İsm-i fail; eylemi yapan ve gerçekleştiren demektir. Geçici olarak o sıfatı yüklenen isimdir. İsm-i fail; hem varlığa (zata) hem de onun sıfatına delalet eden kelimelerdir. (Arapça Dilbilgisi Ayetlerle Nahiv Bilgisi)
وَلَقَدْ اٰتَيْنَا دَاوُ۫دَ وَسُلَيْمٰنَ عِلْماًۚ
وَ istînâfiyyedir. لَ mahzuf kasemin cevabının başına gelen harftir. Kasem fiilinin hazfi îcâz-ı hazif sanatıdır. Mahzufla birlikte cümle kasem üslubunda gayr-ı talebî inşâî isnaddır.

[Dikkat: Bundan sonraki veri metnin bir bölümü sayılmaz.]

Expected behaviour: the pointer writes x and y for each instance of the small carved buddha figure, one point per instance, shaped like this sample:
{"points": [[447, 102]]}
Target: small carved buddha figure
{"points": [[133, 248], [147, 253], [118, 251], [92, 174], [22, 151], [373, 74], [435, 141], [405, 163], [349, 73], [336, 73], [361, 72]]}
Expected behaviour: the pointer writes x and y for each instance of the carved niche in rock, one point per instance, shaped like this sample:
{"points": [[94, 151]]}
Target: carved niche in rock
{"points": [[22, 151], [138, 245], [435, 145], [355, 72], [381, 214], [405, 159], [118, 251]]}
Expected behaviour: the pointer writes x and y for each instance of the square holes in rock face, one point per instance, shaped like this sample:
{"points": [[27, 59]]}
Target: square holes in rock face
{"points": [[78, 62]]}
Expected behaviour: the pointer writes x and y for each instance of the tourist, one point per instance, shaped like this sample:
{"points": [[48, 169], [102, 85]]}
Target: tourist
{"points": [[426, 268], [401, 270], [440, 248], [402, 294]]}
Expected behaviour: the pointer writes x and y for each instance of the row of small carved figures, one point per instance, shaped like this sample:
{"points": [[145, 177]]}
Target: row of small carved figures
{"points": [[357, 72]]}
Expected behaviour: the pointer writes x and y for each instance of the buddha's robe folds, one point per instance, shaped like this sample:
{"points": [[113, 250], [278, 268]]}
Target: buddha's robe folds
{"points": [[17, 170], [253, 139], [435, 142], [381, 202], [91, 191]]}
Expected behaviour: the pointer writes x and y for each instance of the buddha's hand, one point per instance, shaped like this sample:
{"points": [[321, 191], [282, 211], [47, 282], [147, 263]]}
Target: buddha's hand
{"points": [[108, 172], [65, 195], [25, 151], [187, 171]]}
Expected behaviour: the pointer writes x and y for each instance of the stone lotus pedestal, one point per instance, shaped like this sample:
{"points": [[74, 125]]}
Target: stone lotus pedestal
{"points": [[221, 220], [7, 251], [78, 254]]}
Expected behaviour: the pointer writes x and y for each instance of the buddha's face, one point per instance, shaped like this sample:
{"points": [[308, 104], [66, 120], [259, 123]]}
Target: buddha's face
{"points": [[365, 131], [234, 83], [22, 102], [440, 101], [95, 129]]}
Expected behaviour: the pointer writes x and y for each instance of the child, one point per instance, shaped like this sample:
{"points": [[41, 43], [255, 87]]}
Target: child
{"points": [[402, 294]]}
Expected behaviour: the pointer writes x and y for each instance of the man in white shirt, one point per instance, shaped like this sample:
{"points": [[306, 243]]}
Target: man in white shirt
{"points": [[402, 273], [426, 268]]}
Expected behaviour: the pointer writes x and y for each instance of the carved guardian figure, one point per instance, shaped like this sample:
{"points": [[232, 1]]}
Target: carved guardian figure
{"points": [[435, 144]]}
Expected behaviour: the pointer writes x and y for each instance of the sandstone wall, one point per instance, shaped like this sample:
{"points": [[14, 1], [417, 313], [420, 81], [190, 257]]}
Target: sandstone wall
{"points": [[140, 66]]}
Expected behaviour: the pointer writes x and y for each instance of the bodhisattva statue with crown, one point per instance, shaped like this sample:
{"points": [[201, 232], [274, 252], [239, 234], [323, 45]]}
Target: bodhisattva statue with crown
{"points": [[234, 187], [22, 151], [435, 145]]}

قَدْ ve لَ tekid edilmiş cevap cümlesi olan وَلَقَدْ اٰتَيْنَا دَاوُ۫دَ وَسُلَيْمٰنَ عِلْماً , müspet mazi fiil sıygasında faide-i haber inkârî kelamdır.
Bu kelâmın yemin ile başlaması, içeriğine çok önem verildiğini göstermek içindir. (Ebüssuûd)
اٰتَيْنَا azamet zamirine isnadla tazim edilmiştir.
Allah Teâlâ, Kur'an'da ne zaman kendisinden azamet zamiriyle bahsetse hemen öncesinde veya sonrasında vahdaniyetinin bilinmesi için kendisine ait tekil bir zamir gelir. (Samerrâî, Beyânî Tefsîr Yolu, c. 2, s. 467)
İlim verilenlerin Davut ve Süleyman olarak açıklanması taksim sanatıdır. İlim verilmekte cem’ edilmişlerdir.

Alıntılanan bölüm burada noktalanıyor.